CHANGED HEARTS
Opening Prayer
Just as I am, Thou wilt receive,/ Wilt welcome, pardon, cleanse, relieve;/ Because Thy promise I believe,/ O Lamb of God, I come.’1
Read Hebrews 8:7–13
7 For if there had been nothing wrong with that first covenant, no place would have been sought for another. 8 But God found fault with the people and said[a]:
“The days are coming, declares the Lord,
when I will make a new covenant
with the people of Israel
and with the people of Judah.
9 It will not be like the covenant
I made with their ancestors
when I took them by the hand
to lead them out of Egypt,
because they did not remain faithful to my covenant,
and I turned away from them,
declares the Lord.
10 This is the covenant I will establish with the people of Israel
after that time, declares the Lord.
I will put my laws in their minds
and write them on their hearts.
I will be their God,
and they will be my people.
11 No longer will they teach their neighbor,
or say to one another, ‘Know the Lord,’
because they will all know me,
from the least of them to the greatest.
12 For I will forgive their wickedness
and will remember their sins no more.”[b]

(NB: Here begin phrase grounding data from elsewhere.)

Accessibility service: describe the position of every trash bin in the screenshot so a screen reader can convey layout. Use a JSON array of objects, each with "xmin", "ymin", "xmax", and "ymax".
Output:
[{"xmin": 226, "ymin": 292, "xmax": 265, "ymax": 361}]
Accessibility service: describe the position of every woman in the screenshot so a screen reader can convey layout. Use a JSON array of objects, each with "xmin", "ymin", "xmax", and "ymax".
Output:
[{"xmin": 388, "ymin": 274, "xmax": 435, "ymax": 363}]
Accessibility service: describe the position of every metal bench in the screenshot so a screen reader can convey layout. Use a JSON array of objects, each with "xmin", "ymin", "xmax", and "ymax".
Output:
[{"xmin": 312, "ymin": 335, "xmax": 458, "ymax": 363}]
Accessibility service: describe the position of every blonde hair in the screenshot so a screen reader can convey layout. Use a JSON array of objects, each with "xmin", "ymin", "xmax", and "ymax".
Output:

13 By calling this covenant “new,” he has made the first one obsolete; and what is obsolete and outdated will soon disappear.
Footnotes
- Hebrews 8:8 Some manuscripts may be translated fault and said to the people.
- Hebrews 8:12 Jer. 31:31-34
New International Version (NIV)Holy Bible, New International Version®, NIV® Copyright ©1973, 1978, 1984, 2011 by Biblica, Inc.® Used by permission. All rights reserved worldwide.
Reflect
Is it easy for you to take responsibility for your failings or do you find yourself blaming others or the situation?The ‘blame game’ is as old as Eden. Adam pointed a finger at ‘the woman you put here with me’ (Genesis 3:12, NIV); and she, in turn, accused the serpent. But whenever we point a finger at someone, three fingers point right back at us!
A superficial reading may suggest that the old covenant needed replacing because it was flawed (7a). But then we read, ‘God found fault with the people’ who ‘did not remain faithful to My covenant’ (8,9). There were no design flaws in God’s covenant. The inauguration of a new covenant didn’t repudiate the old. The heart of the covenant remained unchanged; but the central focus of the new covenant is changed hearts (10). The goal is not merely compliance with laws, but a conversion to love.
Augustine said: ‘Love and do what thou wilt: … let the root of love be within, of this root can nothing spring but what is good.’2 Only a love relationship with God (10c) can awaken in us the desire to be holy; only the indwelling Holy Spirit makes such holiness possible.
1‘Just as I am,’ Charlotte Elliott, 1835.
2St Augustine, Nicene and Post-Nicene Fathers, Vol VII, ed. Philip Schaff, Cosimo Classics, 2007, p504
Apply
Jesus said, ‘If you remain in me and I in you, you will bear much fruit’ (John 15:5b, NIV). How faithful and how fruitful have you been lately? What might need to change?
Closing prayer
Spirit of God I need you, not just to change my outer actions, but to transform my heart to be like Yours.